Porter was advertising his slave-trading services in Tennessee in 1853, two years before the (unenforced) ban on importing slaves across state lines for resale was lifted. He was partners with Joe Dabbs and their advertisement stated that they had "associated themselves together for the purpose of carrying on GENERAL AGENCY BUSINESS, in the buying and selling of NEGROES. We can at all times be found at our office, No 33, Cedar Street, between Cherry and Summer, where we have erected safe and comfortable quarters for keeping any number of Negroes; and those wishing to sell, may be assured of getting the highest market price, as we will either buy on our own account or sell on commission for others. We pledge ourselves to obey instructions, and especially to be particular in selecting good homes for favorite servants, without separating families." The same advertisement stated that Porter was based in Giles County, Tennessee while Dabbs was the firm's representative in Nashville proper.

In 1854 Porter paid to be listed as a slave dealer of Nashville in the Southern Business Directory of Charleston, South Carolina. Porter advertised that he had "fancy girls" for sale; these were young, light-skinned enslaved girls sold for purposes of sexual exploitation. In 1855 he listed for sale John, Henry, Julia, Ellen, Sarah, Jerry, and Green, in order to execute a deed in trust. In 1856 Porter wrote one of the letters that was pillaged by journalist James Redpath from Ziba B. Oakes' slave jail after the fall of Charleston during the American Civil War and now held in the special collections of Boston Public Library. Porter was inquiring about prices for "small negroes" specifically girls aged nine to 14, "plough boys," "women with one & two children," and young women. He reported that Brown & Bulger, a slave-trading firm based in Montgomery, Alabama was sending him a collection of people that met that description and he was interested in buying from Charleston as well if the price was right. Porter's frequent newspaper advertisements listed "fancy girls" and "fancy boys" for sale, describing their appearances and specifying very young ages, which researcher Bill Carey argues means that "children were publicly and regularly sold for the sex trade two blocks west of the Davidson County Courthouse, and two blocks east of the Tennessee State Capitol."

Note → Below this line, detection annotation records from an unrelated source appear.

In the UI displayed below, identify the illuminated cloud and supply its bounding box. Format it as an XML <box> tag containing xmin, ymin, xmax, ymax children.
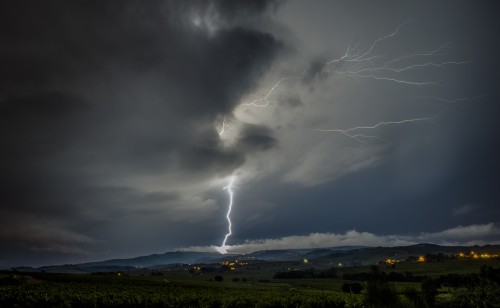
<box><xmin>184</xmin><ymin>223</ymin><xmax>500</xmax><ymax>253</ymax></box>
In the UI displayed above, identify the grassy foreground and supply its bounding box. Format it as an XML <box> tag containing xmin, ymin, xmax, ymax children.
<box><xmin>0</xmin><ymin>260</ymin><xmax>500</xmax><ymax>307</ymax></box>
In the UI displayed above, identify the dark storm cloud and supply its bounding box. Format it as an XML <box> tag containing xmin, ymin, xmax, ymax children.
<box><xmin>0</xmin><ymin>1</ymin><xmax>281</xmax><ymax>264</ymax></box>
<box><xmin>237</xmin><ymin>124</ymin><xmax>278</xmax><ymax>152</ymax></box>
<box><xmin>302</xmin><ymin>59</ymin><xmax>328</xmax><ymax>84</ymax></box>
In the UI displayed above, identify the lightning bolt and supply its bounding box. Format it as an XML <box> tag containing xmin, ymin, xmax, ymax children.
<box><xmin>241</xmin><ymin>76</ymin><xmax>300</xmax><ymax>108</ymax></box>
<box><xmin>217</xmin><ymin>116</ymin><xmax>226</xmax><ymax>136</ymax></box>
<box><xmin>325</xmin><ymin>21</ymin><xmax>471</xmax><ymax>86</ymax></box>
<box><xmin>315</xmin><ymin>117</ymin><xmax>433</xmax><ymax>143</ymax></box>
<box><xmin>217</xmin><ymin>176</ymin><xmax>236</xmax><ymax>254</ymax></box>
<box><xmin>209</xmin><ymin>20</ymin><xmax>474</xmax><ymax>254</ymax></box>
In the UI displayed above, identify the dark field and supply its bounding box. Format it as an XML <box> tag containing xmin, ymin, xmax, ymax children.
<box><xmin>0</xmin><ymin>259</ymin><xmax>500</xmax><ymax>307</ymax></box>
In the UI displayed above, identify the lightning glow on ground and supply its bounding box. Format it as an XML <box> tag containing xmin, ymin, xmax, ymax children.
<box><xmin>216</xmin><ymin>176</ymin><xmax>236</xmax><ymax>254</ymax></box>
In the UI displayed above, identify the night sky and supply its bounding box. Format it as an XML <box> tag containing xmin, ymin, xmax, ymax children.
<box><xmin>0</xmin><ymin>0</ymin><xmax>500</xmax><ymax>267</ymax></box>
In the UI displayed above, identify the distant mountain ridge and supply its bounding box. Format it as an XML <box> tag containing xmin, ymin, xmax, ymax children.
<box><xmin>13</xmin><ymin>244</ymin><xmax>500</xmax><ymax>273</ymax></box>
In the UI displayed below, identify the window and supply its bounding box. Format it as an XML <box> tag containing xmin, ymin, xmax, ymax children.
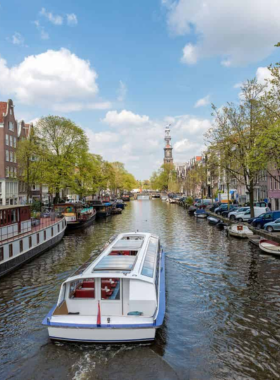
<box><xmin>69</xmin><ymin>278</ymin><xmax>95</xmax><ymax>298</ymax></box>
<box><xmin>101</xmin><ymin>278</ymin><xmax>121</xmax><ymax>300</ymax></box>
<box><xmin>9</xmin><ymin>244</ymin><xmax>13</xmax><ymax>257</ymax></box>
<box><xmin>141</xmin><ymin>238</ymin><xmax>158</xmax><ymax>278</ymax></box>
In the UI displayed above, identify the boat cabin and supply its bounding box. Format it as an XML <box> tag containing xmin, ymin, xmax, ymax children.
<box><xmin>53</xmin><ymin>233</ymin><xmax>160</xmax><ymax>323</ymax></box>
<box><xmin>0</xmin><ymin>205</ymin><xmax>31</xmax><ymax>241</ymax></box>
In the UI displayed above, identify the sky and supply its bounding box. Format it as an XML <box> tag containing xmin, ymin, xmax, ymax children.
<box><xmin>0</xmin><ymin>0</ymin><xmax>280</xmax><ymax>180</ymax></box>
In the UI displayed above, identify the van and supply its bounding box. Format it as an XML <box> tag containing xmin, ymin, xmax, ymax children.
<box><xmin>235</xmin><ymin>207</ymin><xmax>268</xmax><ymax>222</ymax></box>
<box><xmin>252</xmin><ymin>211</ymin><xmax>280</xmax><ymax>228</ymax></box>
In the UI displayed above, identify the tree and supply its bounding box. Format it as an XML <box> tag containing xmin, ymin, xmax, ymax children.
<box><xmin>36</xmin><ymin>116</ymin><xmax>88</xmax><ymax>201</ymax></box>
<box><xmin>210</xmin><ymin>79</ymin><xmax>265</xmax><ymax>216</ymax></box>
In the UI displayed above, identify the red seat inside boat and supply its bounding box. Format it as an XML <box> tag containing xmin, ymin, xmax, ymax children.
<box><xmin>82</xmin><ymin>281</ymin><xmax>94</xmax><ymax>288</ymax></box>
<box><xmin>102</xmin><ymin>280</ymin><xmax>117</xmax><ymax>289</ymax></box>
<box><xmin>101</xmin><ymin>289</ymin><xmax>113</xmax><ymax>299</ymax></box>
<box><xmin>74</xmin><ymin>288</ymin><xmax>95</xmax><ymax>298</ymax></box>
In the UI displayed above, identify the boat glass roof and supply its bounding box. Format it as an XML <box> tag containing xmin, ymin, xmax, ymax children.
<box><xmin>93</xmin><ymin>256</ymin><xmax>136</xmax><ymax>271</ymax></box>
<box><xmin>113</xmin><ymin>240</ymin><xmax>143</xmax><ymax>249</ymax></box>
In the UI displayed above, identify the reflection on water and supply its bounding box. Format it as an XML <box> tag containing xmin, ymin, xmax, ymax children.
<box><xmin>0</xmin><ymin>200</ymin><xmax>280</xmax><ymax>380</ymax></box>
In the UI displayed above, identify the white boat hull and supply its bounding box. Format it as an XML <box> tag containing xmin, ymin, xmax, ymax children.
<box><xmin>259</xmin><ymin>242</ymin><xmax>280</xmax><ymax>256</ymax></box>
<box><xmin>48</xmin><ymin>327</ymin><xmax>156</xmax><ymax>343</ymax></box>
<box><xmin>194</xmin><ymin>213</ymin><xmax>207</xmax><ymax>219</ymax></box>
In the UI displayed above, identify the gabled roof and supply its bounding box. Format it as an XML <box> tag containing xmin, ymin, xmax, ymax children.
<box><xmin>0</xmin><ymin>102</ymin><xmax>8</xmax><ymax>123</ymax></box>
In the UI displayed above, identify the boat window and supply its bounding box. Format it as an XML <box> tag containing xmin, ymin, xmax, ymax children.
<box><xmin>101</xmin><ymin>278</ymin><xmax>121</xmax><ymax>300</ymax></box>
<box><xmin>9</xmin><ymin>244</ymin><xmax>13</xmax><ymax>257</ymax></box>
<box><xmin>69</xmin><ymin>278</ymin><xmax>95</xmax><ymax>299</ymax></box>
<box><xmin>141</xmin><ymin>238</ymin><xmax>159</xmax><ymax>278</ymax></box>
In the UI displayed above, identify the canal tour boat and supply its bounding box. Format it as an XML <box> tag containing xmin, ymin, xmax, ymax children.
<box><xmin>259</xmin><ymin>238</ymin><xmax>280</xmax><ymax>256</ymax></box>
<box><xmin>54</xmin><ymin>203</ymin><xmax>96</xmax><ymax>230</ymax></box>
<box><xmin>43</xmin><ymin>232</ymin><xmax>165</xmax><ymax>343</ymax></box>
<box><xmin>0</xmin><ymin>205</ymin><xmax>66</xmax><ymax>277</ymax></box>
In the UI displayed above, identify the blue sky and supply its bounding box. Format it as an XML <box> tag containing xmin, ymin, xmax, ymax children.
<box><xmin>0</xmin><ymin>0</ymin><xmax>280</xmax><ymax>179</ymax></box>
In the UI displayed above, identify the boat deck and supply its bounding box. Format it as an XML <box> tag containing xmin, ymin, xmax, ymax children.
<box><xmin>0</xmin><ymin>218</ymin><xmax>62</xmax><ymax>244</ymax></box>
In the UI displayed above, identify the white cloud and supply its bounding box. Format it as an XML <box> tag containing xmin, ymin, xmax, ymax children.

By 1857 Porter had moved out of the 33 Cedar street address—replaced there by H. H. Haynes and partners—but still listed "negroes at auction" for sale in the Nashville Banner in 1857. At the time of the 1860 U.S. census Porter was a resident of Davidson County, Tennessee; he listed his occupation as "trader."

After the American Civil War he was one of several men who recommended that Andrew Johnson pardon J. B. McFerrin for his rebel activities; McFerrin had been disqualified from the blanket amnesty because his net worth was more than .

== Texas ==
Porter's son, Robert Rees Porter, served as a surgeon to Texas regiments of the Confederate States Army during the American Civil War. In 1878 Porter was pickpocketed while traveling by train from Houston. Porter moved from Tennessee to Texas in 1879. At the time of the 1880 U.S. census R. W. Porter lived with his son, R. R. Porter, a physician, in what is now called the East Columbia Historic District of Brazoria County, Texas. They lived near Main Street and Duval, adjacent to the landmarked James Price Phillips Home, which "was where the first hospital was built in Texas for the soldiers in the Texas Revolution. It was also the site of the first cloth manufacturing in Texas. Mrs. Porter made cloth for the soldiers of the Columbia Company." Porter died in 1892, in Columbia, Texas, at the age of 83.